It might be helpful if you're a fan of the show DragonBall Z or atleast know something about it.


December 4th, 2002, 04:45 PM
You have not had much luck getting feedback I see, and I have been very hesitant to do so like everyone else. My advice is this: keep working on it, take some writing classes, and perhaps study the writings of some published authors.
The story is a bit shallow and 'cartoon' like. The dialog just does not work for the situations, so focus on making it a bit more natural. Overall, it needs a lot of work.
Hey, the fact that you are writing and seeking feedback puts you a bit ahead of the rest! Keep at it, and it will improve!
Please don't take this as anything other than trying to be helpful.
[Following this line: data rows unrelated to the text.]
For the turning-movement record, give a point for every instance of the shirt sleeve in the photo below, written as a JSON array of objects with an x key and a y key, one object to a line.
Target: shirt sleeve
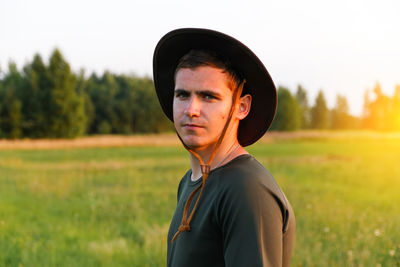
[{"x": 251, "y": 223}]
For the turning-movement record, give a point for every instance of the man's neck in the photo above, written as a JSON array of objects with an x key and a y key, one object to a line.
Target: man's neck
[{"x": 225, "y": 154}]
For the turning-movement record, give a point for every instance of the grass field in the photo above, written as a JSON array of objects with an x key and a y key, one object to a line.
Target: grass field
[{"x": 111, "y": 206}]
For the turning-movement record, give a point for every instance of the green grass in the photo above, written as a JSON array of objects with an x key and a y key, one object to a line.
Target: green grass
[{"x": 112, "y": 206}]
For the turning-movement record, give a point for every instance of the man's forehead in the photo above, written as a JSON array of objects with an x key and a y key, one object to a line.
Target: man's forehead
[{"x": 203, "y": 76}]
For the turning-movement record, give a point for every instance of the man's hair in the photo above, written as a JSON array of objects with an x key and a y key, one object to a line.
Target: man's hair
[{"x": 198, "y": 58}]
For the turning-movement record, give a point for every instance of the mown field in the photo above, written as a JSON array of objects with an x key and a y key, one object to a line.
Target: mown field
[{"x": 111, "y": 206}]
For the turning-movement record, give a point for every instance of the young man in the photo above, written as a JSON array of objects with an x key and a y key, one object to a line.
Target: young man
[{"x": 230, "y": 210}]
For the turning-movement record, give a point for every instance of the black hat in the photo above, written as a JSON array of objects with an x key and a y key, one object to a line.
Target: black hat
[{"x": 175, "y": 44}]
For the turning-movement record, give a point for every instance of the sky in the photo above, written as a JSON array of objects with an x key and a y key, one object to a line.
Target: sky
[{"x": 340, "y": 47}]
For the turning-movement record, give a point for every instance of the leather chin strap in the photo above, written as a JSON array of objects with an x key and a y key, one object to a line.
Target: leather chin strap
[{"x": 205, "y": 168}]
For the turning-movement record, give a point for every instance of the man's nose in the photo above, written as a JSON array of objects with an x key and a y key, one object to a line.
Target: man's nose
[{"x": 193, "y": 107}]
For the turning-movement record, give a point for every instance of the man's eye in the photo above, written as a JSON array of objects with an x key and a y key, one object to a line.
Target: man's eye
[
  {"x": 209, "y": 97},
  {"x": 181, "y": 94}
]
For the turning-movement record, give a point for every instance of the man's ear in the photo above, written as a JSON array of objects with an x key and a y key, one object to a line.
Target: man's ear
[{"x": 244, "y": 105}]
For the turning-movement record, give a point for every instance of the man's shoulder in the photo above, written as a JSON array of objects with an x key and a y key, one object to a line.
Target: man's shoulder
[{"x": 244, "y": 169}]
I did not want to get too in depth, really, just offer some very high level thoughts.
I think, by your profile, you are still in school? If so, then you have the lucky opportunity to point your education towards writing and writing skills, so do so!

December 6th, 2002, 05:17 PM
Hey Richardb I see where you are comeing from here and that's cool. In a way thou I beleave his story is suposed to be a little cartoonish he based it of a anime called Dragon ball Z. I think it's a good story but I think you kind of have to like DBZ to see where it comes from.

December 6th, 2002, 05:30 PM
Yea, I know that it is a cartoon sort of thing, but the trick is for the writing to create that impression as its purpose, not as a result of needing practice. Work on both the desciptiveness, and the dialog as places where you can create the impressions you want, and the 'feeling' you are seeking. The goal for any great writing, even if it is 'cartoon' writing, is to suspend disbelief for a time. Transport the reader. The writing falls short of that. I'm not knocking it, I fall short all the time...;)
But do take the feedback for what it is worth and go back and write again, and again. If you write the entire thing a second time, you will suddenly realize it got better somewhere along the way... and then again.
It is a very hard thing, this writing. I have spent 7 years at it, to finish one novel...
Anyhow, I am not a publisher nor an agent... just a guy with an opinion that may or may not be useful to you!
Have fun, do what makes you happy.

December 6th, 2002, 05:40 PM
Yea that's cool I have been trying to do a story my self that I based off a anime style RPG that I once played a few years back. Since I am new to writing I know there are bugs in my work and I am honestly trying to work them out. I did have my story up on a page but I took it down about a week ago to address acouple of problems people from this board pointed out to me. I don't know how well I have been able to do this but I have been trying to make it so that as you read it the story kind of draws you into the character of Evan Gallaway. I am always open to feed back.

As Evan glared at his father, he could feel a fire igniting within him. He didn't know what it was or why it was happening but he could feel his blood start to boil. Evan's father glared right back at Evan, showing no emotion or sign of remorse, for what he just did. The fact that he wasn't even sorry, served to intensify the flames growing within Evan, making his blood boil faster and harder.

This is one point where I tried to do just that. Make it so it draws you in and you can almost feel how the little 8 year old Evan is feeling right now. According to King Gimpy I did that fairly well but I'm always open to other opinions.